In a letter sent Tuesday to Fed Chair Jerome Powell, 11 GOP members of the committee complained the bank never complied with a February request by ranking Republican Pat Toomey for correspondence about Reserve Trust, a fintech firm that received a Fed master account while Raskin, an ex-Fed governor, served as a company director.
A Fed spokesperson declined to comment.
Bloomberg reported last week the Fed had revealed in a July 29 letter to the American Accountability Foundation, a conservative group that investigates President Biden’s nominees, that it has 12 pages of records relating to Raskin and Reserve Trust’s master account.

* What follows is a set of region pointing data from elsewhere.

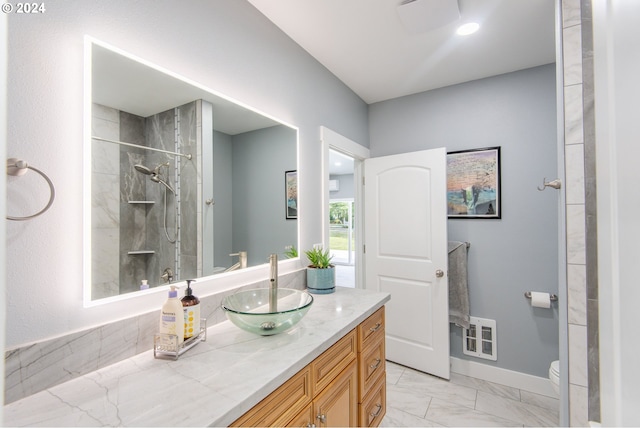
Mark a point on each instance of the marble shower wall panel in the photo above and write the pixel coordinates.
(105, 206)
(160, 134)
(132, 215)
(187, 143)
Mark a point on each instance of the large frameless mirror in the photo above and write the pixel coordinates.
(184, 183)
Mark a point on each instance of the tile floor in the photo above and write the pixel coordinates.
(416, 399)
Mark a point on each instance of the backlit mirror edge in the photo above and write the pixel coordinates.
(146, 300)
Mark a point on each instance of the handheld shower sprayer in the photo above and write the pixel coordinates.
(155, 174)
(156, 177)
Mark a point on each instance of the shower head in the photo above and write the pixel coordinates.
(146, 170)
(157, 179)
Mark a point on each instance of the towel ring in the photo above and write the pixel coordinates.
(18, 167)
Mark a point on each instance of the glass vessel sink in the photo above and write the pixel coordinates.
(250, 309)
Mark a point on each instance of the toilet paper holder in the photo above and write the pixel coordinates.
(552, 297)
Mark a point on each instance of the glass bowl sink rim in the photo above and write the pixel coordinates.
(265, 291)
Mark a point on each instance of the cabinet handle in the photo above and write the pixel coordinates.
(376, 364)
(377, 413)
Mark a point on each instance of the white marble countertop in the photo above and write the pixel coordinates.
(212, 384)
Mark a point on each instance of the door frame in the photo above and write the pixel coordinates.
(331, 140)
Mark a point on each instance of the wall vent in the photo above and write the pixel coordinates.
(480, 339)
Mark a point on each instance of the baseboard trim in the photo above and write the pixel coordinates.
(527, 382)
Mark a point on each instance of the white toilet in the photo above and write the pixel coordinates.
(554, 376)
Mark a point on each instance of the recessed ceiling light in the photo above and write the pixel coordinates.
(468, 28)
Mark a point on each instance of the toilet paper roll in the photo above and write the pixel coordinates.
(540, 300)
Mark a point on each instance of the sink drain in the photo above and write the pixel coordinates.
(268, 325)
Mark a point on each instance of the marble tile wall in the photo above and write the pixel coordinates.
(580, 204)
(33, 368)
(105, 202)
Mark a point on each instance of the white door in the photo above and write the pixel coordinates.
(406, 255)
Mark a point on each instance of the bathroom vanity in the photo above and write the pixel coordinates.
(328, 366)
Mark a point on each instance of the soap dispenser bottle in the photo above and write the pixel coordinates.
(191, 306)
(172, 319)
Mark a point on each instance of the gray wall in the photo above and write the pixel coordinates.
(517, 253)
(223, 207)
(347, 191)
(225, 45)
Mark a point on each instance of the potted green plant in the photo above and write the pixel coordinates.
(321, 274)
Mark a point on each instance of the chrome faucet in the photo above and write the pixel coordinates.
(273, 283)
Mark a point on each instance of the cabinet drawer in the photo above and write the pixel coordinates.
(371, 365)
(371, 329)
(373, 408)
(282, 405)
(328, 366)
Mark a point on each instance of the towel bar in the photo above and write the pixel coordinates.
(552, 297)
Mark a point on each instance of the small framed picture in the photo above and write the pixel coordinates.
(291, 192)
(473, 183)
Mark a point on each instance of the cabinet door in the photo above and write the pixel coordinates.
(337, 405)
(304, 419)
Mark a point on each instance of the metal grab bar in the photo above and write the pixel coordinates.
(552, 297)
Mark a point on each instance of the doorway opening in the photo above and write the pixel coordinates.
(342, 235)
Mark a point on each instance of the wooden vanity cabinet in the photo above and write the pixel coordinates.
(344, 386)
(371, 370)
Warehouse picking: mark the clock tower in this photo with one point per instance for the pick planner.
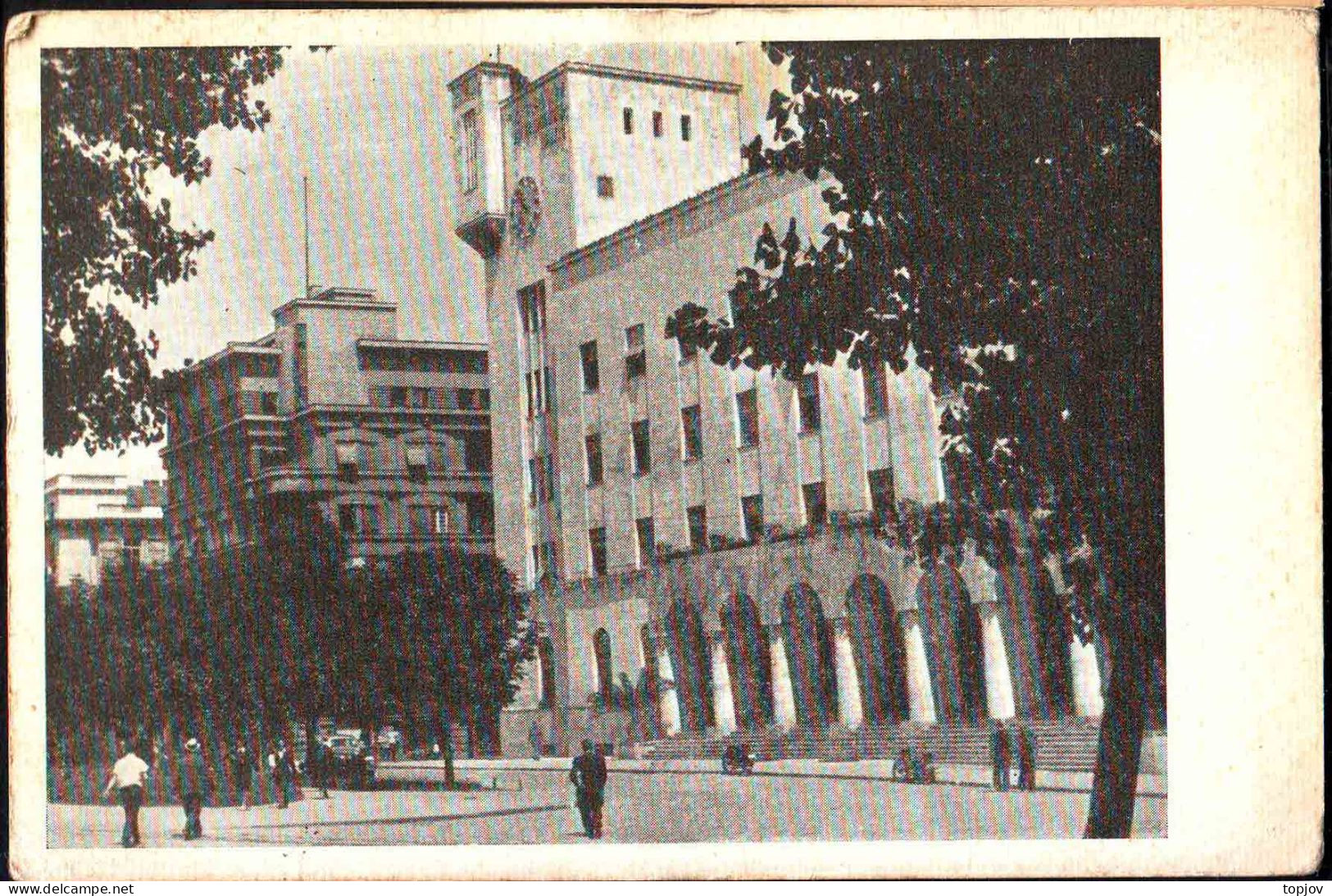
(545, 168)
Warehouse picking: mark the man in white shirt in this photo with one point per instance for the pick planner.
(127, 778)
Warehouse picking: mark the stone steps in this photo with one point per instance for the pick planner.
(1061, 746)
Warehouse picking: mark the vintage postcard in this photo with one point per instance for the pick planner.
(664, 443)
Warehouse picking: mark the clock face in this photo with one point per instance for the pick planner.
(525, 209)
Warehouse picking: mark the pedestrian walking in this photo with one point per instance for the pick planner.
(243, 775)
(192, 783)
(1001, 755)
(283, 768)
(1026, 759)
(589, 776)
(127, 780)
(321, 766)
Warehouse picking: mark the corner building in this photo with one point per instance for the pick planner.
(718, 535)
(390, 439)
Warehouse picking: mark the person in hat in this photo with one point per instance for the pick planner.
(589, 776)
(193, 787)
(127, 779)
(243, 774)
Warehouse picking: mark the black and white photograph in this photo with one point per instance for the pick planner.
(602, 443)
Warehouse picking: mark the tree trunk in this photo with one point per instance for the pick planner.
(1121, 744)
(447, 744)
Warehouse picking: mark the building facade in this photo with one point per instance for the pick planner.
(722, 535)
(98, 522)
(389, 437)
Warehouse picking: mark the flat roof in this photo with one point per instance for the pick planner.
(420, 345)
(626, 75)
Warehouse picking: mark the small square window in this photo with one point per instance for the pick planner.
(811, 414)
(597, 542)
(697, 527)
(592, 371)
(816, 503)
(646, 531)
(752, 507)
(692, 430)
(594, 465)
(643, 448)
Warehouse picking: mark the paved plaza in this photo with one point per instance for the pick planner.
(641, 808)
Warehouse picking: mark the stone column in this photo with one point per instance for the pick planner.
(850, 712)
(784, 698)
(724, 701)
(999, 702)
(920, 691)
(1086, 672)
(667, 698)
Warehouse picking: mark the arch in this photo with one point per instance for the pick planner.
(547, 671)
(880, 651)
(809, 650)
(693, 671)
(601, 655)
(952, 644)
(748, 658)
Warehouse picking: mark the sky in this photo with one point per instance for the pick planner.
(371, 130)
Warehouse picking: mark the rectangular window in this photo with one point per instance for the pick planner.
(475, 452)
(469, 149)
(875, 382)
(697, 527)
(548, 478)
(348, 460)
(417, 460)
(752, 507)
(532, 305)
(440, 524)
(882, 495)
(816, 503)
(592, 369)
(810, 411)
(635, 356)
(594, 471)
(597, 542)
(643, 449)
(646, 531)
(692, 430)
(746, 414)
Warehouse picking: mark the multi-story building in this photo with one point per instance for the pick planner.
(389, 437)
(95, 522)
(714, 531)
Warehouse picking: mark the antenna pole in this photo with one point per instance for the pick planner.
(305, 216)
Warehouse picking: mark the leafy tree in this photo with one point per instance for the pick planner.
(111, 119)
(443, 633)
(995, 208)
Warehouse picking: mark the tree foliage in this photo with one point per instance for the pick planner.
(111, 119)
(443, 634)
(995, 208)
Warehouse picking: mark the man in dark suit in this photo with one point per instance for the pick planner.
(1026, 759)
(589, 776)
(1001, 755)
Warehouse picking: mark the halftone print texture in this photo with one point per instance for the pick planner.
(784, 422)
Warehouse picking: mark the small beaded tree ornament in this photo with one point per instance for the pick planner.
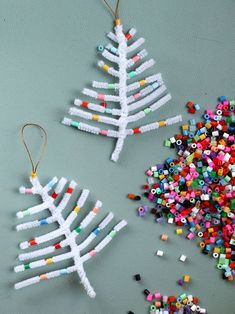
(136, 100)
(50, 193)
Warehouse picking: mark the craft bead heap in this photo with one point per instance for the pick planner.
(163, 304)
(197, 189)
(135, 100)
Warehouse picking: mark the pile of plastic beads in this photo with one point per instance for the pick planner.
(196, 190)
(183, 304)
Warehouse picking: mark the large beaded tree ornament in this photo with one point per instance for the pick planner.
(55, 196)
(128, 101)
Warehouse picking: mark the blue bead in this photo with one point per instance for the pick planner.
(222, 98)
(96, 231)
(63, 271)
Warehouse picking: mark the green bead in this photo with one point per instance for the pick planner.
(227, 178)
(74, 124)
(112, 233)
(232, 204)
(132, 74)
(183, 296)
(167, 143)
(111, 86)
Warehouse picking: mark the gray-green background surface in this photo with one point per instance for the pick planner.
(47, 55)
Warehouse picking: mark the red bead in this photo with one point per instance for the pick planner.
(103, 104)
(136, 130)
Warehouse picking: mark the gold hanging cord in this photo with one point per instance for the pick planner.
(34, 165)
(115, 12)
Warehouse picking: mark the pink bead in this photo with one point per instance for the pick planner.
(149, 297)
(190, 236)
(137, 95)
(136, 58)
(220, 106)
(157, 295)
(92, 253)
(212, 239)
(149, 173)
(28, 191)
(101, 97)
(104, 132)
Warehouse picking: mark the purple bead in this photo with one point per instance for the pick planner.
(180, 282)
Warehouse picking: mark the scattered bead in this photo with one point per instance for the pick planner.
(180, 282)
(195, 191)
(183, 303)
(183, 258)
(146, 292)
(164, 237)
(137, 277)
(160, 253)
(179, 231)
(134, 197)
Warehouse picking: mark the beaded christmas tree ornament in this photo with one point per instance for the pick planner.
(55, 196)
(135, 100)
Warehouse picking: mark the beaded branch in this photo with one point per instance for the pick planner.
(136, 99)
(70, 235)
(55, 196)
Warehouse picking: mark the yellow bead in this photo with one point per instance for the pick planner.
(179, 231)
(208, 125)
(185, 127)
(185, 301)
(216, 250)
(142, 82)
(49, 261)
(95, 117)
(220, 172)
(162, 123)
(178, 305)
(105, 67)
(77, 209)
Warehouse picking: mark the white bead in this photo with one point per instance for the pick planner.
(183, 258)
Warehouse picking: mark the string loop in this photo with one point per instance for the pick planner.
(115, 12)
(34, 165)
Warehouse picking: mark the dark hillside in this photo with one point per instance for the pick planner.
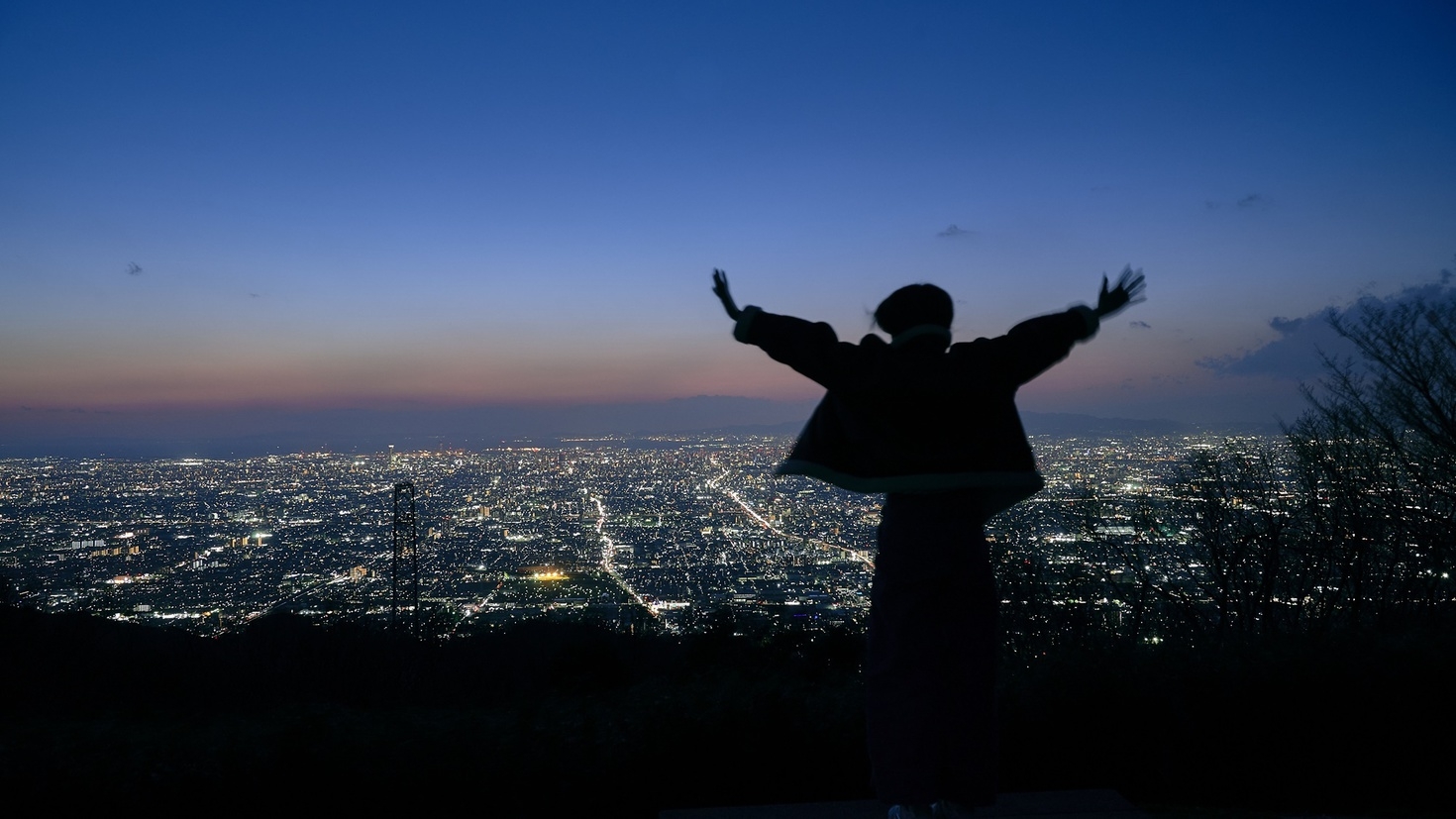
(554, 717)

“The fact that the Fed has been more responsive to an outside non-profit group than it has to members of the Senate committee that directly oversees it is outrageous,” the Republican senators wrote. “Unfortunately, obstructionism has become too common a response from the Fed and regional Fed banks — which, after all, are creatures of Congress — to congressional oversight inquiries from members in both parties.”
The Fed has declined to release the records, citing multiple exceptions to the Freedom of Information Act.
The Banking Committee Republicans are also unhappy with the refusal of the Federal Reserve Bank of Kansas City to provide information about Reserve Trust’s master account. They said their concern is not just about Raskin’s now-withdrawn nomination as Fed vice chair for supervision, but also overseeing how the Fed grants master accounts and whether it has done so free of favoritism.
“In light of this persistent refusal to comply with reasonable requests for information, we have no choice but to pursue legislation that will compel these public institutions to be more transparent and accountable to Congress,” they wrote.
Toomey has said previously he wants to compel the Fed to answer questions from Congress and has talked about other ideas as well, including subjecting the regional Fed banks to the Freedom of Information Act — they are now exempt — as well as other possible changes, like making regional bank presidents presidential appointments subject to Senate confirmation.
The Fed and the Kansas City Fed declined to comment last week on Toomey’s complaints.